Profissionais médicos que atuam no Hospital Regional de Juazeiro (HRJ), na região Norte da Bahia, procuraram o Portal Preto no Branco para relatar que a instituição vem atrasando, de forma recorrente, os pagamentos da categoria. De acordo com os profissionais, até agora não foram depositados os valores referentes aos meses de setembro e outubro.
“Esses atrasos nos pagamentos são recorrentes. Até o momento, a classe médica não recebeu os valores referentes ao mês de setembro, muito menos ao mês de outubro.
Já é de costume pagar com atraso, ou seja, recebemos em novembro a produção de setembro. Teoricamente, os pagamentos eram para ser efetuados até o dia 10 do mês, o que nunca ocorre”, afirmou um dos médicos.
Os profissionais dizem que têm cobrado posicionamento do setor financeiro da unidade, mas as promessas de regularização não se concretizam.
“Foi cobrado um posicionamento do financeiro e falaram que iriam regularizar até dia 21/11. Até o momento, não temos mais atualizações sobre o pagamento, visto que todo dia informam uma nova data, uma situação completamente insustentável”, desabafam.
Os profissionais destacam ainda que os atrasos têm causado prejuízos financeiros aos trabalhadores.
“Existem contas e cartões que geram juros e encargos quando atrasam, e enquanto isso nossos salários não são pagos. Fica impossível cobrir esses custos. A gente depende desse dinheiro para honrar nossos compromissos. Não tem como ficar esperando indefinidamente”, acrescentam.
Eles ressaltam que os atrasos representam um desrespeito aos trabalhadores e cobram que providências sejam adotadas.

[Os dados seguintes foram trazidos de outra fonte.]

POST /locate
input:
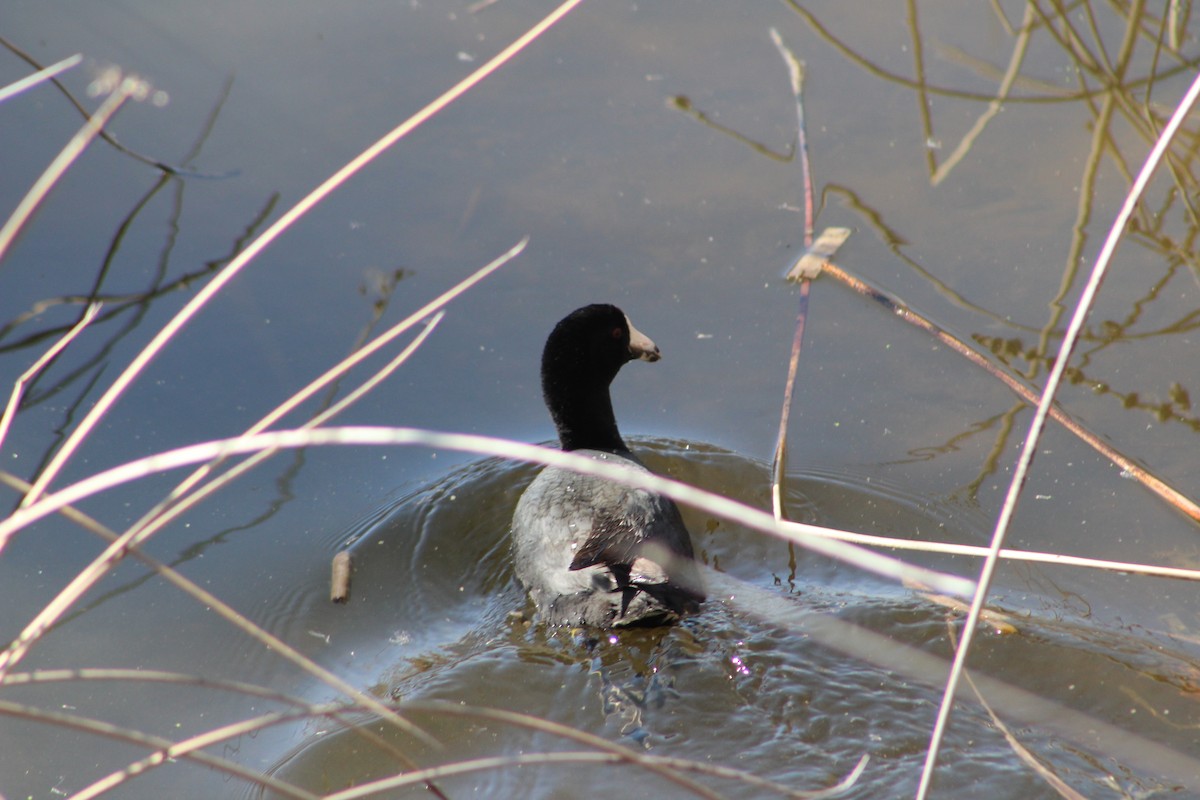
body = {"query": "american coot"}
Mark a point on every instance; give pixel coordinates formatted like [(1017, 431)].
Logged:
[(592, 552)]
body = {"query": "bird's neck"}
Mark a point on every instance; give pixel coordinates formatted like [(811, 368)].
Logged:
[(585, 419)]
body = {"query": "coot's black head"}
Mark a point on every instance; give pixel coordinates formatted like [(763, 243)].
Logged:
[(582, 355)]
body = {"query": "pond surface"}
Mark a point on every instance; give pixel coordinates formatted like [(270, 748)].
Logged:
[(647, 150)]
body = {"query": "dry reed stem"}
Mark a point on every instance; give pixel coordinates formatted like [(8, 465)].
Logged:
[(1020, 750), (1037, 425), (150, 741), (12, 654), (779, 462), (160, 515), (994, 107), (39, 77), (809, 536), (1139, 473), (125, 89), (201, 299)]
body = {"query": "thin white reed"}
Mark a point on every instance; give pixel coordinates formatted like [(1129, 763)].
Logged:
[(1020, 471), (219, 281), (1060, 559), (808, 536), (155, 518), (78, 143), (39, 77)]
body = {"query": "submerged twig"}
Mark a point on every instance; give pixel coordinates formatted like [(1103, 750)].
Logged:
[(1021, 751), (18, 389), (1037, 425), (809, 536)]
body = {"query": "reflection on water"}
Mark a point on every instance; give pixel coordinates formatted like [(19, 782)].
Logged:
[(749, 683)]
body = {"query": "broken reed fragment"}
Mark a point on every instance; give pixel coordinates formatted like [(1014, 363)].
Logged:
[(340, 577), (814, 259)]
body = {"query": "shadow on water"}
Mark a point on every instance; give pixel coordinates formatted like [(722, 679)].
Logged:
[(749, 683)]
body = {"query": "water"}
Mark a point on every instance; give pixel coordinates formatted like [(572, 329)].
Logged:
[(683, 221)]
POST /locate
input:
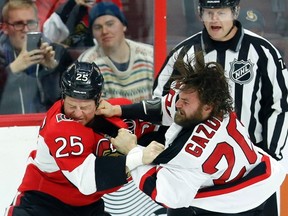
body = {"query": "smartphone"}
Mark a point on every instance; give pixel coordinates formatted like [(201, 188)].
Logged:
[(34, 40)]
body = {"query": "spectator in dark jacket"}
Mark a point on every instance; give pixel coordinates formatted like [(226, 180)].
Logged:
[(29, 80)]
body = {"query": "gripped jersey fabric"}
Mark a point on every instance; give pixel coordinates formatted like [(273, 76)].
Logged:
[(258, 78), (134, 83)]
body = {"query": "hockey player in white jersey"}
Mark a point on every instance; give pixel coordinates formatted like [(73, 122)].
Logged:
[(209, 165)]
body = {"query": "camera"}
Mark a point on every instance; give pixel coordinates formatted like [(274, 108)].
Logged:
[(34, 40)]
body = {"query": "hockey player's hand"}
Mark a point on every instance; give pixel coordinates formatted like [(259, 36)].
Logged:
[(125, 141), (108, 110), (151, 152)]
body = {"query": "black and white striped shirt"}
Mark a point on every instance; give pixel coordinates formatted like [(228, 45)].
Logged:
[(258, 79)]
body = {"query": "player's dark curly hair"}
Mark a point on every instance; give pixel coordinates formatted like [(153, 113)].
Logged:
[(206, 78)]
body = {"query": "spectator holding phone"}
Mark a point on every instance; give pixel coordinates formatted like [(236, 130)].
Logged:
[(29, 79)]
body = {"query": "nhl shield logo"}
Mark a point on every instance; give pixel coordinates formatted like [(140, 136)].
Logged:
[(241, 72)]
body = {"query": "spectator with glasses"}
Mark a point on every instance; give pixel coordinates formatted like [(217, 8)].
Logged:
[(29, 79)]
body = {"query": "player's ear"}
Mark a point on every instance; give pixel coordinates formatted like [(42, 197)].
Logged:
[(207, 108)]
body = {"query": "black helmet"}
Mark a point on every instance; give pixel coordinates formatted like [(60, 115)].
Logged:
[(218, 3), (82, 80)]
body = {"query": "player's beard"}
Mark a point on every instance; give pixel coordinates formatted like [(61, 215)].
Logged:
[(183, 120)]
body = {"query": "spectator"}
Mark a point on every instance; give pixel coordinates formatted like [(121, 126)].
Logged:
[(72, 167), (69, 24), (127, 66), (257, 72), (209, 165), (29, 80)]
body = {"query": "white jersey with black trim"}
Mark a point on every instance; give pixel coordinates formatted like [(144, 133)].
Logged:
[(213, 166), (258, 79)]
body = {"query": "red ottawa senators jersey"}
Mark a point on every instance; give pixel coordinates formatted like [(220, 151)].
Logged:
[(69, 162)]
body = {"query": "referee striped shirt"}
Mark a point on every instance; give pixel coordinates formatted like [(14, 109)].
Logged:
[(258, 79)]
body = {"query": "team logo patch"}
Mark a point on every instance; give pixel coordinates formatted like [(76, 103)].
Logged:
[(241, 72), (61, 117)]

“É um descaso total com os profissionais. Solicitamos uma posição imediata da instituição, bem como a regularização do fluxo de pagamentos, estabelecendo uma data máxima mensal para quitação e prevendo a aplicação de juros em caso de novos descumprimentos. Pedimos respeito, transparência e uma solução urgente por parte dos responsáveis pela gestão”, disseram.
Os profissionais afirmam ainda que, caso os pagamentos não sejam regularizados, irão paralisar as atividades.
“Mesmo diante dessa falta de respeito e valorização profissional, continuamos trabalhando diariamente, garantindo atendimentos, realizando procedimentos, salvando vidas e mantendo o funcionamento de setores essenciais do hospital. No entanto, a manutenção dessa situação é insustentável e coloca em risco a continuidade de diversos serviços médicos oferecidos à população. Caso o problema não seja resolvido com urgência, seremos obrigados a suspender as atividades não essenciais, preservando apenas os atendimentos de emergência e assistência indispensável. Essa decisão, embora indesejada, pode se tornar a única alternativa para garantir a dignidade dos profissionais e a segurança da própria assistência”.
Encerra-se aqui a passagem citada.